It is not at all unusual for places to be named after their owners and also for people to take their surnames from where they lived, so it is possible that Port Mill could have been named after Hugh de Port and, therefore, could have been an alternative name for Knapp Mill.    Hugh de Port was a Norman who came to England in 1066 with William the Conqueror and at the time of the Domesday Survey in 1086 he was the largest land holder in Hampshire. In the immediate locality he held Hurn, Knapp and Stanpit but by 1086 he had leased Hurn and Knapp to another Hugh.    The name Port Mill, however, pre-dates his arrival in England as it originated in Saxon times. A “port” was a Saxon market town and, as Christchurch was one of these, the name Port Mill meant the mill belonging to the market town. Similarly the local names Port Field and Port Reeve’s Mead have the same origin with the port reeve being the King’s representative in the town.    Domesday Book tells us that Christchurch, then written as Tuinam or Thuinam, had two mills: the town mill belonging to the King was worth five shillings while the Canon’s Mill, now known as Place Mill, was worth just thirty pence, exactly half of the value of town mill. 



Place Mill from the Quay

There were two other larger and more valuable mills in the locality; Holdenhurst Mill, owned by the King and later known as Throop Mill , which was worth fifteen shillings and Hugh’s Mill at Knapp which was worth twenty shillings. At that time Holdenhurst and Knapp were separate manors and their only connection with Christchurch was that they were in the same administrative area known as a hundred which was a sub-division of the shire. 

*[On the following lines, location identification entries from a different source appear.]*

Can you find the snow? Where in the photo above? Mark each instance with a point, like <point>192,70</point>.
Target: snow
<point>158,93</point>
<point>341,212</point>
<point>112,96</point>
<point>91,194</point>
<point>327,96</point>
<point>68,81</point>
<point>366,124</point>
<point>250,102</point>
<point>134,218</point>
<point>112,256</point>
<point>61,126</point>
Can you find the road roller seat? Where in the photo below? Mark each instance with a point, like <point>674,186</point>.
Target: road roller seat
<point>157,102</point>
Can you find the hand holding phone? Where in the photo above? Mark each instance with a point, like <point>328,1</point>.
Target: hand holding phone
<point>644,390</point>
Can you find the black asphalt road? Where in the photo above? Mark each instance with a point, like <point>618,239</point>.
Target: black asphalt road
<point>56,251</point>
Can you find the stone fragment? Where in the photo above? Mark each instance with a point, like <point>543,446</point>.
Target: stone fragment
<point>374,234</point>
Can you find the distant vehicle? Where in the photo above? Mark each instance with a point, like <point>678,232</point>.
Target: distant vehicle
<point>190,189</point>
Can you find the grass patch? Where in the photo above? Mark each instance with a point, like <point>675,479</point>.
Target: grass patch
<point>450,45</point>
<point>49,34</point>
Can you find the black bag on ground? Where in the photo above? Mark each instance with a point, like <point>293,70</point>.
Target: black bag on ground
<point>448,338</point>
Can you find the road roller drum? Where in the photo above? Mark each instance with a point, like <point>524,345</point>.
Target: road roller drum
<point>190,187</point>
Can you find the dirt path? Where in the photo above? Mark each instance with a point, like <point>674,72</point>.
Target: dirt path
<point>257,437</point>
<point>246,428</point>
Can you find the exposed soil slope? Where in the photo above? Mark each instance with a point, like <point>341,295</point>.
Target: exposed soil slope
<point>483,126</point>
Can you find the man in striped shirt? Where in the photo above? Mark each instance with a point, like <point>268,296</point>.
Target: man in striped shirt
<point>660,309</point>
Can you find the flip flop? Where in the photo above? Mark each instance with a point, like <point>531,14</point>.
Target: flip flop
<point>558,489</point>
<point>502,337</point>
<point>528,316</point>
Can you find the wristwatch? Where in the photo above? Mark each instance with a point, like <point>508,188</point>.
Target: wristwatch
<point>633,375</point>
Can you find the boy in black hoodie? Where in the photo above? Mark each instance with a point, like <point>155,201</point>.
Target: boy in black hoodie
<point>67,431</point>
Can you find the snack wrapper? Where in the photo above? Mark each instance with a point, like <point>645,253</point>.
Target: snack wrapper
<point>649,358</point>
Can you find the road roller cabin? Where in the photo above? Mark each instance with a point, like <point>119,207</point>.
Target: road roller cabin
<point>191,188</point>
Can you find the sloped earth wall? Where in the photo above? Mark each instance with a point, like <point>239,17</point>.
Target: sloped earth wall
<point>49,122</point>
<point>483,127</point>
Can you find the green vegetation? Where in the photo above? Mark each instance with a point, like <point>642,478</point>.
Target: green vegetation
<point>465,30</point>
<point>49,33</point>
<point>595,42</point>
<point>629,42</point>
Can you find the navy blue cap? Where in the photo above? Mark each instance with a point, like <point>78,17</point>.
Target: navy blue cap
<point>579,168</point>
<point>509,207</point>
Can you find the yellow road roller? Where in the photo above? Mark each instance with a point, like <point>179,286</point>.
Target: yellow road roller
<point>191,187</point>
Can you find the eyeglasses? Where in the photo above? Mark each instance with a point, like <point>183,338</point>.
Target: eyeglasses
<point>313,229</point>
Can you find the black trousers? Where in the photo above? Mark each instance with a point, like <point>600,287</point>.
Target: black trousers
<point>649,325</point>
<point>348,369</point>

The Normans took over the old Saxon administrative system of  hundreds, which had been in existence since at least the early 10th century. The Saxons had named the hundred around Christchurch “Egheiete” which means “Edgegate”. Some of the hundreds are known to have been named after the location of the site for the monthly open-air meeting or “Moot” so Edgate could mean that the meeting place was near to the gate of the burh of Tuinam with the burh having been established by c915 A.D.